Cocciniglia mezzo grano di pepe
mercoledì 26 novembre 2008
Pesticidi e fitofarmaci/fitosanitari
I fitofarmaci sono sostanze che, intervenendo nel ciclo biologico di un vegetale modificano la produzione o agiscono come farmaci per la cura di alcune malattie. I pesticidi inibiscono o uccidono organismi dannosi, si identificano come dei veleni: la loro funzione specifica. Questi prodotti sono composti chimici studiati per eliminare la "peste" dei campi, ad es. gli insetti parassiti, le muffe e le malerbe infestanti.
lunedì 24 novembre 2008
Lotta integrata
Per detterminare la giusta epoca del trattamento antiparassitario e il prodotto più idoneo da usare, è opportuno riccorrere ad un aiuto di un tecnico specializzato.
Queste trappole, circa una ogni due piante, fatte di materiale sintetico, contengono all'interno un attratore sessuale (feromone) di tipo diverso a seconda di cosa si vuole catturare maschi o femmine, mentre all'esterno contengono un inetticida.
mercoledì 19 novembre 2008
Lotta guidata ai parassiti dell'olivo
Lotta tradizionale ai parassiti dell'olivo
Vengono impiegati soprattutto erbicidi e pesticidi, con numerosi interventi, a clendario senza verificare la presenza dell'infestante.

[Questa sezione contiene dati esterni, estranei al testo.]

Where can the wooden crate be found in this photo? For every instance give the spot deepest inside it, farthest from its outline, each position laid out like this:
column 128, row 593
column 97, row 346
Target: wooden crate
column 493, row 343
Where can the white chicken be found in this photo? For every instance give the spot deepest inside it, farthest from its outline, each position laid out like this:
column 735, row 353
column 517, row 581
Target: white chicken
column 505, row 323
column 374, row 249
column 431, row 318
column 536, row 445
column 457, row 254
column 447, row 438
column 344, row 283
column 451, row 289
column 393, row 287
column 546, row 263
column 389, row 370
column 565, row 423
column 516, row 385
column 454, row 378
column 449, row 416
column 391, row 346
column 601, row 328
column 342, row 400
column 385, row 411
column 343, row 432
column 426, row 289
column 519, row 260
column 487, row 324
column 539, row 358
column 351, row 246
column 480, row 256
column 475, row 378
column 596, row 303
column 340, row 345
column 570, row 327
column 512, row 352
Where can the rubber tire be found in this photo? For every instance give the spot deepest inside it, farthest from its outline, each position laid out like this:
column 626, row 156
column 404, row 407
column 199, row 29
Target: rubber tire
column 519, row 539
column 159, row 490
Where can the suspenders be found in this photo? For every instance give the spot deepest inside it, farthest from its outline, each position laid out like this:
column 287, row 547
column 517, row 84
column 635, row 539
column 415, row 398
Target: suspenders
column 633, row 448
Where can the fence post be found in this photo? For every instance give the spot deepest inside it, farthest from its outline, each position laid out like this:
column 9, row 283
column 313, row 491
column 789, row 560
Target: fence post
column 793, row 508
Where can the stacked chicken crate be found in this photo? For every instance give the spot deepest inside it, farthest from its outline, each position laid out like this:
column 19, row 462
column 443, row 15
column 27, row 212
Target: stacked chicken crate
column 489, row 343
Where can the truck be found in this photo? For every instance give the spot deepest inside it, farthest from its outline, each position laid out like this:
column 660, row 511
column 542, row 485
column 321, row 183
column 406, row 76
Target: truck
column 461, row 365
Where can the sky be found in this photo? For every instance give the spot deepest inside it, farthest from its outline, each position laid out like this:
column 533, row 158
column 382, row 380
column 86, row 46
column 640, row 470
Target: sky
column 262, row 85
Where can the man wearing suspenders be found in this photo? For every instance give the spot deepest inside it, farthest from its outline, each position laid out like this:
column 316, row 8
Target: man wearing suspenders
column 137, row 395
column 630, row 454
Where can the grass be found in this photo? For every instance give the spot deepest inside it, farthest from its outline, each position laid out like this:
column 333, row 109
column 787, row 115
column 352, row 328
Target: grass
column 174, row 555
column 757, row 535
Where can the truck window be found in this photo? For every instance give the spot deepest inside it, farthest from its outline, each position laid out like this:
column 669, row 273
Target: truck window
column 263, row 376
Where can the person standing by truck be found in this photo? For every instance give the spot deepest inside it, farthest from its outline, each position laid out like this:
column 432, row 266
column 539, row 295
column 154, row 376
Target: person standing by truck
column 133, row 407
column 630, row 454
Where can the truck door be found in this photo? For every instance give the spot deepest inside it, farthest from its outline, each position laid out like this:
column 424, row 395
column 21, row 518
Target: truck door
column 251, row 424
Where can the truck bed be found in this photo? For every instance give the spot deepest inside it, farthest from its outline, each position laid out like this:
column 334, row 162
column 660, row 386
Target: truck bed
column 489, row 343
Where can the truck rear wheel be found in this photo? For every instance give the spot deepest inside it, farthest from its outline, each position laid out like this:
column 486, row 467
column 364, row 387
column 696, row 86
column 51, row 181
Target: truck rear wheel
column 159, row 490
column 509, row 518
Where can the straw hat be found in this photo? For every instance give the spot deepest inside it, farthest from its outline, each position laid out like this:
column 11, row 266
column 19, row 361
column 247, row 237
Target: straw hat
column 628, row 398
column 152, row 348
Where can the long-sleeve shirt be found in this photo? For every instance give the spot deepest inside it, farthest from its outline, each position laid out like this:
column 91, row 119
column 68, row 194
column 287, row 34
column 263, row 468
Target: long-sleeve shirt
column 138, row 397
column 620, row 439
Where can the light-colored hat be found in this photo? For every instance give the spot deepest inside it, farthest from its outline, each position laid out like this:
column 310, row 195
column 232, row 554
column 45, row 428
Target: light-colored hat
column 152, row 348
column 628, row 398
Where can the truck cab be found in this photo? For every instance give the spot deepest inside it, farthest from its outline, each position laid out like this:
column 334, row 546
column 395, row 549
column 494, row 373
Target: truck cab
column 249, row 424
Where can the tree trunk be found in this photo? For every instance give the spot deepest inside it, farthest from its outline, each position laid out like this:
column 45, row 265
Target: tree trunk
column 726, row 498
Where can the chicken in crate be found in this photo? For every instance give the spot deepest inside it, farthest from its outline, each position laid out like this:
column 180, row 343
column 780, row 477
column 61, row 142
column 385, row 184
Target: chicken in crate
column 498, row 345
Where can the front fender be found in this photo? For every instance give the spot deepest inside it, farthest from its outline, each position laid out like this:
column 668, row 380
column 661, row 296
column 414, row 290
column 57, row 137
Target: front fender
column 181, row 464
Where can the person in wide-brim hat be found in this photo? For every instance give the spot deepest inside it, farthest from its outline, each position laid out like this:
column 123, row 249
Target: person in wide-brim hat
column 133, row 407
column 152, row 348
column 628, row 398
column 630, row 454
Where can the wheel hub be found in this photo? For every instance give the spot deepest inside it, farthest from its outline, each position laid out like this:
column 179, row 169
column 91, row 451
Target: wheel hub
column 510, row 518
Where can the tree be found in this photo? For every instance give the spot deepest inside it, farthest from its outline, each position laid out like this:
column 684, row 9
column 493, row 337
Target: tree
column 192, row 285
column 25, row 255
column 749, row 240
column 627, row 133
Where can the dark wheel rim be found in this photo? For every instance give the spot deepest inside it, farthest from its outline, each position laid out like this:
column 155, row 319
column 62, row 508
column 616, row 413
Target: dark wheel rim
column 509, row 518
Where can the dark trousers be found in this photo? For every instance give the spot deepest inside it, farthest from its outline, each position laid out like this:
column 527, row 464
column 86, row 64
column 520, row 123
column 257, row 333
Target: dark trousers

Quasta lotta comporta delle conseguenze: riduzione della fertilità del terreno, spesso erosione, ditruzione della flora microbica del terreno.
lunedì 17 novembre 2008
Separazione dell'olio
Il mosto d'olio ottenuto dall'estrazione contiene sempre una quantità residua d'acqua che viene separata per effetto della differente densità dei due liquidi attraverso la decantazione o la centrifugazione.
La centrifugazione verticale è il sistema impiegato in tutti gli impianti per separare l'olio dall'acqua. Al processo è sottoposto sia il mosto d'olio ottenuto per spremitura o per centrifugazione orizzontale, sia l'acqua di vegetazione ottenuta dalla centrifugazione orizzontale.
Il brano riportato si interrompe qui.